エリート男子は、セレモン・バレガ(エチオピア)が1時間1分22秒で初優勝を飾りました。東京2020オリンピック10000mの金メダリストは「大変良いレースだった。沿道から多くの人が、私の名前を呼んで『頑張れ、頑張れ』と応援してくれました。ですから、優勝することができてとても嬉しく思います。」と喜びを語りました。リチャード・エティーリ(東京国際大)がトラックの最後の直線で猛追し、同タイムの1時間1分22秒で2位、ベナード・キメリ(富士通)が1時間1分34秒の3位に入りました。
スタートからゆっくりしたペースで進み、先頭集団は最初の5kmを14分52秒で通過しました。大きな集団を形成したまま、5km~10kmを14分24秒、10km~15kmを14分35秒で進み、ビクター・キプチルチル(ケニア)、エティーリが前にて揺さぶりますが、なかなかペースが上がりません。15km過ぎで先頭集団は8人となり、上り坂に入った19km付近で4人に絞られます。20km付近でバレガがスパート。集団から抜け出し、余裕を持った走りで国立競技場に入ったものの、トラックでエティーリが追い上げてきました。最後は接戦となり、バレガが辛くも逃げ切りました。
バレガは「アスリートであればオリンピックで優勝するのは大きなターゲット。東京という地名を聞くたび、そのことを思い出している。私は東京が大好きです。」と思い出の地で再びトップでフィニッシュし、充実感をにじませました。

日本勢のトップは、オリンピック2大会連続マラソン代表の大迫傑(LI―NING)が1時間1分45秒で6位に入りました。19km手前まで先頭集団に食らいつき、「気象条件や風もあったり、前半は抑えめでペースがちょうどよかった。」と序盤からリズムをつかみました。「そこまで調整しなかった割にはしっかり走れた。」と納得の表情でレースを振り返りました。吉居大和(トヨタ自動車)は18km付近で先頭集団から後れを取り、1時間2分26秒の9位でした。
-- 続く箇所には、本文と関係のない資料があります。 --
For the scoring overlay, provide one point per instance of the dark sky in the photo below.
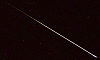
(24, 39)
エリート女子は、ハーフマラソン初挑戦のムワンギ・レベッカ(ケニア)が1時間8分46秒で制しました。かつて日本の実業団に所属し、「初めてのハーフマラソンを走ったけど、ロードから声をかけてくれ、ありがとうございます。」と日本語で感謝しました。ジャネット・ニーヴァ(パナソニック)が1時間9分9秒の2位、メスクレム・マモ(エチオピア)が1時間10分58秒の3位でした。
スタートからレベッカ、ニーヴァ、マモと3人で並走するように進んでいきます。最初の5kmを16分23秒で通過。10km付近からペースを上げていったレベッカが徐々に独走態勢に入ります。最後まで安定した走りで後続を寄せ付けず、笑顔でフィニッシュしました。「自分の中ではいいタイムで走ることができた。本当に嬉しかった。来年はもっといいタイムで走ることができる。」とさらなる成長を誓いました。

日本勢のトップは、川村楓(岩谷産業)が1時間11分42秒で4位。東京2020オリンピック5000m代表で本格的な復帰レースとなった萩谷楓(佐久市陸協)は1時間11分59秒で5位に入りました。

大嶋康弘レースディレクターは男子について「最後までエティーリ選手がバレガ選手を追いかけて、トラックに入ってからも見応えのあるレースだった。」と総括しました。一方で、厳しい気象条件で記録が上がらず、「大会としてペースメーカーの有無があるが、こういったコンディションの中ではしっかりレースをつくって、引っ張るペースメーカーを考えていかないといけない。」と今後について語りました。女子については「このコンディションの中では悪いとも言えない記録。よく頑張っていただいた。」と評価しました。